I first became aware of Robbie Banfitch's shoestring "found footage" horror film The Outwaters last October when I saw that it was being lined up for a screening at the Lambertville Halloween Film Festival (LHFF). I wasn't able to make it to that screening, but my regional loyalty to a Jersey boy independent and a smattering of cryptic D.I.Y. promotions ensured that the flick would stay pinned to my watchlist.
Even so, I was both surprised and delighted that The Outwaters, which turns out to be a small and rough picture indeed, should be starting out on a limited theatrical run so soon this year, its distribution being handled by Cinedigm Entertainment Group. The early months of 2023 are turning out to be a banner moment for so-called "experimental" horror films, with the Canadian film Skinamarink seeming to dominate word-of-mouth, and Paul Owens' own LandLocked quietly carving its own path from festival to V.O.D. Just as a jadedness and malaise seems to be descending on the cycle of so-called "elevated" horror films that has cornered obsession and enthusiasm about genre cinema for the last decade, here comes a more rugged and unpolished cohort of underground fantasy filmmakers whose works are catching embers of that dying fire.

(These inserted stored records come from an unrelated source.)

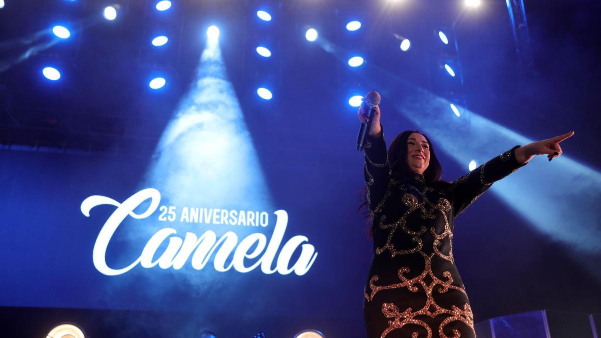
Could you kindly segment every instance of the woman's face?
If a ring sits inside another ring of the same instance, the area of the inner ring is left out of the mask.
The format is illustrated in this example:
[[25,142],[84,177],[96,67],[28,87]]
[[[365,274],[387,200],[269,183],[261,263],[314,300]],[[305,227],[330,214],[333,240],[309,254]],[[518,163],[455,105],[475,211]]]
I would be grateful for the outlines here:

By and large, these films may be experimental, in some sense, but are really only called "experimental" because our media journalists and critical consensus is either very bad at, or feels professionally obligated to not describe form or interrogate new norms of exhibition, distribution, and mixed media. These films are portrayed as "experimental" because they emphasize atmosphere over explicit content, unconventional and implicit narratives over exposition, and long stretches of uneventful incidences or impressionistic sketches with the camera over action. Which is to say, these films are called "experimental," even though they are not experimental films, just debatably creative ones. An experiment, and an experiment in cinema, should be qualified by unusual rules and controls. The Outwaters, and the emergent D.I.Y. fantasy movement of which it is a part, is defined not by unusual controls, but rather by unusual spontaneity and impertinence of both the narrative and aesthetic kind. These are films defined by a generation of filmmakers enmeshed not in the darkness of the theatrical experience, but rather in the hyper-accelerated unfolding of digital spaces and its dark webs of possibility for artists and storytellers, now "content creators." These "internet brats" are precocious, devoted, obsessed, and increasingly run in an age cohort so young that it would have shocked even the "boy wonders" of Hollywood's golden age. The popularity of a series of horror video shorts uploaded to YouTube called The Backrooms has even resulted in its 17-year-old creator Kane Parsons being tapped by A24 to direct a feature-film adaptation, with principal photography slated to begin when Kane is let out of school for summer vacation. The creative visions of these projects are swamped by the influences of viral "proof-of-concepts" for aspiring visual effects artists like Kane, or jump-scare games, or Creepypasta short fiction passed off as real urban legends to both the impressionable and willfully gullible alike.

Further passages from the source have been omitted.